Kasparov cried foul, alleging Deep Blue had been given “human” guidance in violation of the ground rules. Program director C.J. Tan  spinned his defense in computer-speak.  “we developed a program to change the parameters in between each game…”

Kasparov demanded a rematch. IBM refused and dismantled Deep Blue. The episode ended inconclusively. Feng-hisung Hseu left IBM when he realized they were “not doing anything with the Deep Blue chess chip.” He tried to market it elsewhere, but couldn’t find a commercial application. So much for curing the ills of mankind and improving our quality of life.

Seeking a clear-cut victory IBM turned its attention to another form of competitive data accretion–the quiz show. It discarded the game-playing model and developed a “question-answering” program, which the corporate grovelers  named Watson, after IBM’s founder.  It spent millions on super computers  that  could “process the equivalent of 1 million books of information per second.” IBM challenged Jeopardy’s biggest winners,  Brad Rutter and Ken Jennings. A reporter claimed the stage was set for “humankind to either claim victory over machines or encounter a sobering wake-up call.” 

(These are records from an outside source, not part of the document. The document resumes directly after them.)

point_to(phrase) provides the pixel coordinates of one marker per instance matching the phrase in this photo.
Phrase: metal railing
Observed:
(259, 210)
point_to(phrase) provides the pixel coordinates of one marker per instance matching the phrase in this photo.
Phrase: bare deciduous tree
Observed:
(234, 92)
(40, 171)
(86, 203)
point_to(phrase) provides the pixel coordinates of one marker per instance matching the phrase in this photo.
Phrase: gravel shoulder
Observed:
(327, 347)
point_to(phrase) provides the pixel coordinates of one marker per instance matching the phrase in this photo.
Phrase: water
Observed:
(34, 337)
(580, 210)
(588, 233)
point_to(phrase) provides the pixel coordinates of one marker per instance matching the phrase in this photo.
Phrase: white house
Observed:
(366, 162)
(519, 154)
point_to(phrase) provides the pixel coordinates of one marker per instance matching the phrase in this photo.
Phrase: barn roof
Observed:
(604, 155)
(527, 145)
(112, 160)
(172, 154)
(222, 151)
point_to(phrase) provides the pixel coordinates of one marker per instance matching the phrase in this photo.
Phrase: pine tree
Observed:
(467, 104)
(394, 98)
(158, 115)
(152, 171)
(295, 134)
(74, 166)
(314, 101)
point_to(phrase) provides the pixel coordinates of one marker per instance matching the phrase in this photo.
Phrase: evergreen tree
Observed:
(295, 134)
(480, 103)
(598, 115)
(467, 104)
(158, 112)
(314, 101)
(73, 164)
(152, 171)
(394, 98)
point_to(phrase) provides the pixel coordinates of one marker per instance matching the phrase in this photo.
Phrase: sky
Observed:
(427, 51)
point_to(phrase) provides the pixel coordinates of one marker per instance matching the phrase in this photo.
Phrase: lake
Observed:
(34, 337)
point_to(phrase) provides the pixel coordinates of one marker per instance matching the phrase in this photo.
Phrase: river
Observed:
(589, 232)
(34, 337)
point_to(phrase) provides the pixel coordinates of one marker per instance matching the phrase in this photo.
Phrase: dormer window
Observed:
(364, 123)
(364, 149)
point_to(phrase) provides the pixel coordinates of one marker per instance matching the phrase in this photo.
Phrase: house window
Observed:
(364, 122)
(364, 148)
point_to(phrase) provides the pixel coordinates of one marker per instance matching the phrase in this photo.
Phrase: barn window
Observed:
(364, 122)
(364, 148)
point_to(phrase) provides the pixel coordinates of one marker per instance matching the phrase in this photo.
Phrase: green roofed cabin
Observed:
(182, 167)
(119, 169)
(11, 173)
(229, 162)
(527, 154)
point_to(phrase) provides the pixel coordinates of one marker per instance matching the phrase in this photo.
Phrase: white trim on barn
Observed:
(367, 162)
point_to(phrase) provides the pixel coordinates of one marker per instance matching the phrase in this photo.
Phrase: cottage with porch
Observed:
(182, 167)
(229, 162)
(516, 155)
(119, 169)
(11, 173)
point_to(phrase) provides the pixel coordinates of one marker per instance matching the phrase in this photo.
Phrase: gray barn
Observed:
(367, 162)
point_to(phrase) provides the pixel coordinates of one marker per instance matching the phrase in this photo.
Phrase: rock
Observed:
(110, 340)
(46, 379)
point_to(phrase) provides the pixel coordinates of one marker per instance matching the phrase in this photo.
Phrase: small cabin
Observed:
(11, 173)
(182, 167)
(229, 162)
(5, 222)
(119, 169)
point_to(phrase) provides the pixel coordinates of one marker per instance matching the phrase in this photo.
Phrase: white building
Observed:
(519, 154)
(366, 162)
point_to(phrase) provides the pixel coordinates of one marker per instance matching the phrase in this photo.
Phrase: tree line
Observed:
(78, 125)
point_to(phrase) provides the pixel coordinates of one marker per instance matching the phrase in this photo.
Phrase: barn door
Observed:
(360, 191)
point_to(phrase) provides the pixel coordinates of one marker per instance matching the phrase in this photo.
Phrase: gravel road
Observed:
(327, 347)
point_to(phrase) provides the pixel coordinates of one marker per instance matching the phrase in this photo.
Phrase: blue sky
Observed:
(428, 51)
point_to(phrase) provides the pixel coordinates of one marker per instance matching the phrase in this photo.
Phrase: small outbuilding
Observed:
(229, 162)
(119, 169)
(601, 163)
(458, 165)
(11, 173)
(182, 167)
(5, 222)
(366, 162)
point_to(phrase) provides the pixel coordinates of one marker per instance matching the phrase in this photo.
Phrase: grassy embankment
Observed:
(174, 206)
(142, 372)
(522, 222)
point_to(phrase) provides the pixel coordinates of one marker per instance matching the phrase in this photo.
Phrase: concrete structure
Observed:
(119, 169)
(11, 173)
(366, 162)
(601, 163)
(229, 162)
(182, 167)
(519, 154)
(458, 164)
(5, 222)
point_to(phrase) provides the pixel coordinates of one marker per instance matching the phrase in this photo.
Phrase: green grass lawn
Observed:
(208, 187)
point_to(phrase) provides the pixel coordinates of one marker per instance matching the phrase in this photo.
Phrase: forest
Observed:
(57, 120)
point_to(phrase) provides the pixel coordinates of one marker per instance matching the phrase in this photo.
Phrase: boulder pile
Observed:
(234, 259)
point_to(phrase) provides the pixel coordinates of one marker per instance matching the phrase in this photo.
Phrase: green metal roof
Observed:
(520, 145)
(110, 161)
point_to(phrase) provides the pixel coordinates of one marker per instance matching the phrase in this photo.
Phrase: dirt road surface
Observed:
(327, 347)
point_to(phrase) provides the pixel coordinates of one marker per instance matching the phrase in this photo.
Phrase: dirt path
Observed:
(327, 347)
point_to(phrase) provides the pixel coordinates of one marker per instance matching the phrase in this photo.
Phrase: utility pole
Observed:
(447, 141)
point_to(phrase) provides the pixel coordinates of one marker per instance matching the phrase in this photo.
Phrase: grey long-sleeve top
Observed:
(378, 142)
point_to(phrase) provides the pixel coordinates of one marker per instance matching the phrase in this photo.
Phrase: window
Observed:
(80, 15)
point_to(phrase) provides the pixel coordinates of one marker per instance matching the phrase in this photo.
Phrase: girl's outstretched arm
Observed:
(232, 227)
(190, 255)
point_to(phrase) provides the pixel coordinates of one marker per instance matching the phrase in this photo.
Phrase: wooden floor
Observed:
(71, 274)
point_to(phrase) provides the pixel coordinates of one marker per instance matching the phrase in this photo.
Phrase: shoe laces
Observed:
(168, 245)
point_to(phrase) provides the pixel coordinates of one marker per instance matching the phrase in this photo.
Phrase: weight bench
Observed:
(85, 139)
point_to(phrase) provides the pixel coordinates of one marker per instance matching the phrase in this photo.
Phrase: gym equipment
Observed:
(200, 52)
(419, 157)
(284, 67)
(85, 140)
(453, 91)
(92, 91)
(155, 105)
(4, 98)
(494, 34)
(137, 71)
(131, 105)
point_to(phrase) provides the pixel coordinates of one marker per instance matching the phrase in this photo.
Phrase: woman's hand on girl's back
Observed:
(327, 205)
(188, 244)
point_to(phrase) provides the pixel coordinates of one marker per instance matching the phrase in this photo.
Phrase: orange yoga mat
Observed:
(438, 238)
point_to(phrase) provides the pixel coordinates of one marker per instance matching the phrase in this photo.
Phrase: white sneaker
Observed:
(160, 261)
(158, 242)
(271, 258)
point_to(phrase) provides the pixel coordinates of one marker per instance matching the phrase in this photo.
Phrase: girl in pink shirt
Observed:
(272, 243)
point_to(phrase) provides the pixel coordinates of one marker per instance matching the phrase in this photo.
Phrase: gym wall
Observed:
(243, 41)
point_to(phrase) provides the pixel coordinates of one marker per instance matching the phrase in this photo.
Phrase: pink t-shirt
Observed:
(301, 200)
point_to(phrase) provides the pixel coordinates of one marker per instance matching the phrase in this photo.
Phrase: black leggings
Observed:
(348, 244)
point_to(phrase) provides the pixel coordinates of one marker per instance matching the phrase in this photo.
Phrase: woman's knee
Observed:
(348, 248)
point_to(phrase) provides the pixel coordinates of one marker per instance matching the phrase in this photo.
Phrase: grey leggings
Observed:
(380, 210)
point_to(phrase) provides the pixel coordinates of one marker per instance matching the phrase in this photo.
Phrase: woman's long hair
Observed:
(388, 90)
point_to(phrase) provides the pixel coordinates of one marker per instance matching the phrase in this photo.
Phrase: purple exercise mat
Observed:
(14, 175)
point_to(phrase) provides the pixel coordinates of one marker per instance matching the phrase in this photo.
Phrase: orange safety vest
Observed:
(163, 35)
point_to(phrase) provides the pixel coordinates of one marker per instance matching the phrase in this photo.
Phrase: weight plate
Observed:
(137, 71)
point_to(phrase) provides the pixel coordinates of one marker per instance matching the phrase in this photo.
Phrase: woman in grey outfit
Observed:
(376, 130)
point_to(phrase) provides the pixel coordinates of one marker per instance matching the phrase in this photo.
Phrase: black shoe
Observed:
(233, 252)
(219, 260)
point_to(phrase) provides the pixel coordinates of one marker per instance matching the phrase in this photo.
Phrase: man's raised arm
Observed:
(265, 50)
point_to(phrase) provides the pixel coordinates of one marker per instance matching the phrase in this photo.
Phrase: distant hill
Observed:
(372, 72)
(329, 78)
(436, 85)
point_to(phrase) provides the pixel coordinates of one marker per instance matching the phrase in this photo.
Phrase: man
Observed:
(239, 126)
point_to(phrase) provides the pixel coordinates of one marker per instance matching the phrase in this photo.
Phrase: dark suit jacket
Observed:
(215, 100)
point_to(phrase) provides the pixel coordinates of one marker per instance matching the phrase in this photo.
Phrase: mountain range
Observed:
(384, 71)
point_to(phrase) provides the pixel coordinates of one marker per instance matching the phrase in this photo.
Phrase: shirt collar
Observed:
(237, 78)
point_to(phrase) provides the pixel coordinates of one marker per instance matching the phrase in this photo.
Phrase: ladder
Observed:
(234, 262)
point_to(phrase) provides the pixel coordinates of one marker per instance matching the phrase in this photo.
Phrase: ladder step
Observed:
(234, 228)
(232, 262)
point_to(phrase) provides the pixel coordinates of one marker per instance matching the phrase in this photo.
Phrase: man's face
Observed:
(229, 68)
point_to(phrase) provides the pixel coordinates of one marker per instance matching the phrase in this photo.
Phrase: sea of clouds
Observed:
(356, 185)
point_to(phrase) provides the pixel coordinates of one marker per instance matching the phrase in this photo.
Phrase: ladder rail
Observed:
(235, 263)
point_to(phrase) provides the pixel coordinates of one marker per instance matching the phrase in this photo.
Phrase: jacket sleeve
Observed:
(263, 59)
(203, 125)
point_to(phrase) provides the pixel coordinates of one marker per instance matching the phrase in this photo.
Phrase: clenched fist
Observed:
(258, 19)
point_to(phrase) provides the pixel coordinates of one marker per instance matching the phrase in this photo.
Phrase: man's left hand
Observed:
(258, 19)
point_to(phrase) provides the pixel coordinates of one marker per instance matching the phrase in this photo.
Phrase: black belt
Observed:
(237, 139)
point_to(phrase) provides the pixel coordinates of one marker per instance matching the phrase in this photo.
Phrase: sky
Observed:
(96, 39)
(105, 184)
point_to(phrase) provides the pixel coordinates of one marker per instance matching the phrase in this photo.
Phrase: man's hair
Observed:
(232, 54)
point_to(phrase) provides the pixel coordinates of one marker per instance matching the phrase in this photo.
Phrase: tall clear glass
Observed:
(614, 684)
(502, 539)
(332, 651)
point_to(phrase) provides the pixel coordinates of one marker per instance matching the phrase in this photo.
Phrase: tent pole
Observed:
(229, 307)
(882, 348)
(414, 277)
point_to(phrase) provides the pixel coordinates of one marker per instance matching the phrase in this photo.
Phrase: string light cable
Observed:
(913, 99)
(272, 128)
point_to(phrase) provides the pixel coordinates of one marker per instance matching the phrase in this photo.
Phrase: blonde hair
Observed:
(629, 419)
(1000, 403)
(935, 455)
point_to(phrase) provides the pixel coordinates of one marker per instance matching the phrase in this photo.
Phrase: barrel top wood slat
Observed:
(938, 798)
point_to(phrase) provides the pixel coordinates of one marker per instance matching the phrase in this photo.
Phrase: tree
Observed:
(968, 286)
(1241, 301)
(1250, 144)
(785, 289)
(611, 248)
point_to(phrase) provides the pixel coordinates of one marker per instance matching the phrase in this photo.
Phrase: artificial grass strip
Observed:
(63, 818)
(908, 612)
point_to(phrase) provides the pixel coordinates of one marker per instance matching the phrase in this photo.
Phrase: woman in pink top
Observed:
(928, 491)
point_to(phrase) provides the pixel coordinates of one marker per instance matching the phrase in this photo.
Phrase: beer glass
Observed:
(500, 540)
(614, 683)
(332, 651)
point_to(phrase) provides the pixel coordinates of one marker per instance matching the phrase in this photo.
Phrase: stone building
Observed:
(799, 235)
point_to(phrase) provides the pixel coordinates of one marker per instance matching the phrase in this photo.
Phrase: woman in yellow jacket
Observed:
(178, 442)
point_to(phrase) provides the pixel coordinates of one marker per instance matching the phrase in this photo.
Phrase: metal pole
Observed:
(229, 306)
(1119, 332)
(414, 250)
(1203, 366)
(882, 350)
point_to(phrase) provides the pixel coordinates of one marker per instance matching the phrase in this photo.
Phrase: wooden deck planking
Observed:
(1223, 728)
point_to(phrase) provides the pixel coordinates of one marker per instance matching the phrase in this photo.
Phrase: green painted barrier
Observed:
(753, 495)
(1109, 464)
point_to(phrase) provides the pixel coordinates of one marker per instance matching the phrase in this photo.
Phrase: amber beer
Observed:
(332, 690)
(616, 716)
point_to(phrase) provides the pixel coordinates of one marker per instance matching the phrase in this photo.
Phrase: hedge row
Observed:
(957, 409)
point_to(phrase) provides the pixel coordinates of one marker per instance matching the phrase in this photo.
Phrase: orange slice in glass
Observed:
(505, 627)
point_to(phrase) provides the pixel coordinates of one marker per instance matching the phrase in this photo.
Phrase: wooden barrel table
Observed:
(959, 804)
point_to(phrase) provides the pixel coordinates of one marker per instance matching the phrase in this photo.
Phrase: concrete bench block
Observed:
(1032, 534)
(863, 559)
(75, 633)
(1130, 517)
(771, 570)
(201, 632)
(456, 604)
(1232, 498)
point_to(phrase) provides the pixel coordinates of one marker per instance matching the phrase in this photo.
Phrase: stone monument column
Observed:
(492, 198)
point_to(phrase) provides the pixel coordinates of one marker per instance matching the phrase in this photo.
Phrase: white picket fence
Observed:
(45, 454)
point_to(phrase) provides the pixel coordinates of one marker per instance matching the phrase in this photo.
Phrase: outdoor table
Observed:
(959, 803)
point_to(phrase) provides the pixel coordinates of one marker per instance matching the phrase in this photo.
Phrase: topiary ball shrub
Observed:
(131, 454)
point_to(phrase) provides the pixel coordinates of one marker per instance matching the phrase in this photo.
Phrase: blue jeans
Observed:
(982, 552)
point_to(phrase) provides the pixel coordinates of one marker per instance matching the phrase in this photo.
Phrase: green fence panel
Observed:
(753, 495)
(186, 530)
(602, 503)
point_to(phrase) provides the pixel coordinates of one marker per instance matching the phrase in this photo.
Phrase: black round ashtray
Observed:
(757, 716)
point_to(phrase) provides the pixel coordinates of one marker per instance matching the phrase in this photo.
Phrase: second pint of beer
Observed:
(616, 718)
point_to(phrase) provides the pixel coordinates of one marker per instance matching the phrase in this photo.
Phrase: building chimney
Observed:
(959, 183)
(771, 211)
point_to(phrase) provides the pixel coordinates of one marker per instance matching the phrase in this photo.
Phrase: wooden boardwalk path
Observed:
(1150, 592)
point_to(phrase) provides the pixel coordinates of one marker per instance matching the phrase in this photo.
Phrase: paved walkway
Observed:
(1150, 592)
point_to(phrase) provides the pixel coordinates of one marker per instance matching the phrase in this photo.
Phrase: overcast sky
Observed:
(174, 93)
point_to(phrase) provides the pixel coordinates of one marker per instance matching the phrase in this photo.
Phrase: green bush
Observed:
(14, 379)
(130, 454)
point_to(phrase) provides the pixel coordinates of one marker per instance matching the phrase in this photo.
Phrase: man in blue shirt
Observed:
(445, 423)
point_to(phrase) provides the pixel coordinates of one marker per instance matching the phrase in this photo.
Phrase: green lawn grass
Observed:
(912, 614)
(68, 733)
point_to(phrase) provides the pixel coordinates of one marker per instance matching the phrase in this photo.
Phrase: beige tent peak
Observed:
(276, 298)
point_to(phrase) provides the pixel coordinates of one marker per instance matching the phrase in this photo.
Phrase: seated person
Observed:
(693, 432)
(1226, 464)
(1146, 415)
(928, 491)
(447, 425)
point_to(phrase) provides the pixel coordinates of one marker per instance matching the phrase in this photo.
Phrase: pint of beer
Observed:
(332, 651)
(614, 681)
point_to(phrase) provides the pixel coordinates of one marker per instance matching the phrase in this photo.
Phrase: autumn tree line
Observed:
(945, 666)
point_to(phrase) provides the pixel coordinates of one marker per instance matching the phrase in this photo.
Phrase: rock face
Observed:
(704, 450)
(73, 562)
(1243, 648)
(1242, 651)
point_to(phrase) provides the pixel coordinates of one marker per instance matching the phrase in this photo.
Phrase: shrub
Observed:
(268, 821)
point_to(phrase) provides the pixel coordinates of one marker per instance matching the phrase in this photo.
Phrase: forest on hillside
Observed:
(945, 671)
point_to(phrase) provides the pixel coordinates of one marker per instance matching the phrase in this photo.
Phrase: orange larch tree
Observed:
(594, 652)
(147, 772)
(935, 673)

It’s been a PR bonanza. IBM is back in the headlines. Jeopardy’s ratings are the highest in years. Watson’s program director David Ferruci has become a media celebrity. Tweedy and tieless with a comfy salt and pepper goatee he is the perfect non-threatening representative for a system that IBM hopes will make billions. 

For IBM everything is a sales tool.  If Watson can get the right answers in Jeopardy  it can also pick stocks, diagnose disease, repair complex systems—since most of life is a question-answering process the possibilities are endless. The research center is already at work developing applications. 

Ferruci is calm and genial, but inside he must be churning. It is reported that he is in his office day and night and has to wear a retainer to keep from grinding his gums during the contest. He knows if Watson loses he will join Feng-hsiung Hsu on the IBM dead wood pile.

And again, the engineers behind the curtain are trying to deceive the public. It is not Watson’s knowledge that is carrying the day, but its speed. According to Richard Perez-Pena of  the NY Times success in Jeopardy is “all about timing, and the inherent advantage that chips and wires have over flesh.”  Factor in the nervousness of the human contestants who are in a death struggle against a machine that threatens to render the human species obsolete. “Well,” says Perez-Pena, “it should be obvious… that the computer’s timing edge would make a mockery of the contest.”

Win or lose Watson will not succeed in replicating human ability. Its high speed trading machines will cause markets to crater, power grids to crash, planes to collide. It will assuredly tell someone with lung cancer he has athlete’s foot.  And won’t even have  the good grace to send a wreath. Worst of all, it will put more of our daily activities at the mercy of some nose-picking, chain-smoking, Red Bull-swilling hacker in Guanduong Province, who can alter its questions and answers to sabotage our systems.

Yes, Mr. Angster, you will soon be a fat, shuffling, overmedicated drone.